As noted in this post I’ve been exploring OCaml language. OCaml is a compiled language and can be compiled either to native code (for supported platforms) or to byte code, which runs interpreted in provided run-time environment. I was wondering, what is performance difference between these two target codes.
To get some basic idea I prepared simple benchmark based on some test code, I’ve created as part of my learning exercise – QuadTree implementation in OCaml. QuadTree is used to represent a set of 17k plus cities in US.
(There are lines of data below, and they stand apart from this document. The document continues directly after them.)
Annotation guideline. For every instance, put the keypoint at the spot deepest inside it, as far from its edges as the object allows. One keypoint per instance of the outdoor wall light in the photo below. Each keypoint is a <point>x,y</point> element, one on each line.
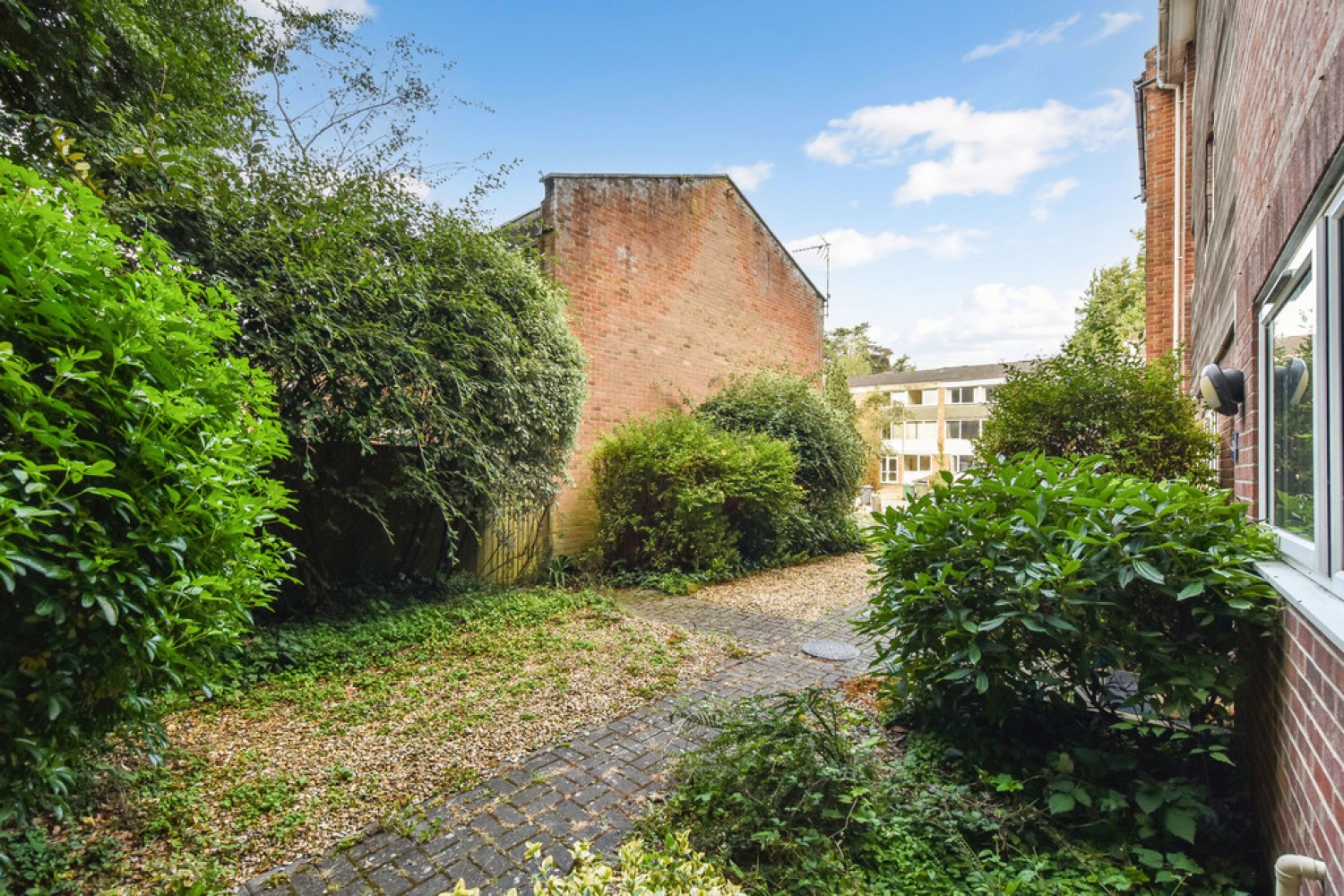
<point>1222,389</point>
<point>1290,382</point>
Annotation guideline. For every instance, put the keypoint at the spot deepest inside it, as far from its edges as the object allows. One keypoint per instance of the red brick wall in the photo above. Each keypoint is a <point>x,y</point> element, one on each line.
<point>1271,81</point>
<point>1297,750</point>
<point>675,282</point>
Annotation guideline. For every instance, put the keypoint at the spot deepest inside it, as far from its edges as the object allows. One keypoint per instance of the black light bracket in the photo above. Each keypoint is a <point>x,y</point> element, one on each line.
<point>1222,389</point>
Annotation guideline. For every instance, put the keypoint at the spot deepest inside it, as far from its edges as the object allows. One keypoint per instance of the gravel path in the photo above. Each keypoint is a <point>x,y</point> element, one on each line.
<point>804,592</point>
<point>597,782</point>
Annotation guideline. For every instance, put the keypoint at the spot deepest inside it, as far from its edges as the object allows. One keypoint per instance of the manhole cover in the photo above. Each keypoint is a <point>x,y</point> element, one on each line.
<point>836,650</point>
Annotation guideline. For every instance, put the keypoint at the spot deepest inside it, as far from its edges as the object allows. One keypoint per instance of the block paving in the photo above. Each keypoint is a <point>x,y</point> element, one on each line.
<point>591,788</point>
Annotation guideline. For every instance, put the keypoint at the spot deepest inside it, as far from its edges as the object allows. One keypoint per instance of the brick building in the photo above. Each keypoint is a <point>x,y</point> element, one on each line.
<point>1242,118</point>
<point>675,281</point>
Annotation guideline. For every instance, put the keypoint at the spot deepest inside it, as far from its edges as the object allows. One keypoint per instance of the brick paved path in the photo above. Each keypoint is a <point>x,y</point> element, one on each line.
<point>590,788</point>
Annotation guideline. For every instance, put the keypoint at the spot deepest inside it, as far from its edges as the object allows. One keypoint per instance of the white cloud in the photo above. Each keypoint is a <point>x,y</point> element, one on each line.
<point>1117,22</point>
<point>851,249</point>
<point>976,152</point>
<point>1019,39</point>
<point>1048,195</point>
<point>996,323</point>
<point>749,177</point>
<point>266,8</point>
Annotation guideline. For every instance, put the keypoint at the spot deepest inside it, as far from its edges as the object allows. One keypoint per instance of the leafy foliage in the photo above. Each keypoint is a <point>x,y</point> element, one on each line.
<point>671,869</point>
<point>851,352</point>
<point>803,794</point>
<point>392,327</point>
<point>90,66</point>
<point>675,493</point>
<point>1113,308</point>
<point>1096,621</point>
<point>781,790</point>
<point>1102,400</point>
<point>827,444</point>
<point>134,489</point>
Benchmark task is to get all cities within 50km from coordinates -87.6, 41.8. To compare QuadTree search performance there is also basic ‘brute-force’ algorithm. Loading of data and Quad tree construction is not included into the benchmark, it’s limited to searching routine only. Benchmark in done on 64 bit Linux on Core i5 @ 2.7GHz notebook. Exactly same tests were run for native and byte code with these results:
┌────────────────────┬──────────┬─────────┬──────────┬──────────┬─────────┐ │ Name │ Time/Run │ mWd/Run │ mjWd/Run │ Prom/Run │ mGC/Run │ ├────────────────────┼──────────┼─────────┼──────────┼──────────┼─────────┤ │ Brute force search │ 241.87ms │ 12.35Mw │ 4.04kw │ 4.04kw │ 47.12 │ │ Qtree search │ 48.89ms │ 1.14Mw │ 3.36kw │ 3.36kw │ 4.34 │ └────────────────────┴──────────┴─────────┴──────────┴──────────┴─────────┘
┌────────────────────┬──────────┬─────────┬──────────┬──────────┬─────────┬──────────┐ │ Name │ Time/Run │ mWd/Run │ mjWd/Run │ Prom/Run │ mGC/Run │ mjGC/Run │ ├────────────────────┼──────────┼─────────┼──────────┼──────────┼─────────┼──────────┤ │ Brute force search │ 110.96ms │ 6.35Mw │ 3.07kw │ 3.07kw │ 24.22 │ │ │ Qtree search │ 5.88ms │ 1.03Mw │ 3.07kw │ 3.07kw │ 3.93 │ 0.65e-3 │ └────────────────────┴──────────┴─────────┴──────────┴──────────┴─────────┴──────────┘
As expected native code is faster. Interesting is that actual gain is dependent on type of task – Quadtree search, which leverages much more Ocaml structures is faster by factor of 8, while simpler code for brute-force search if faster only by factor of 2. Also interesting is that heap allocations and garbage collections (all other columns apart of first one) are slightly different for both codes (again preferring native code).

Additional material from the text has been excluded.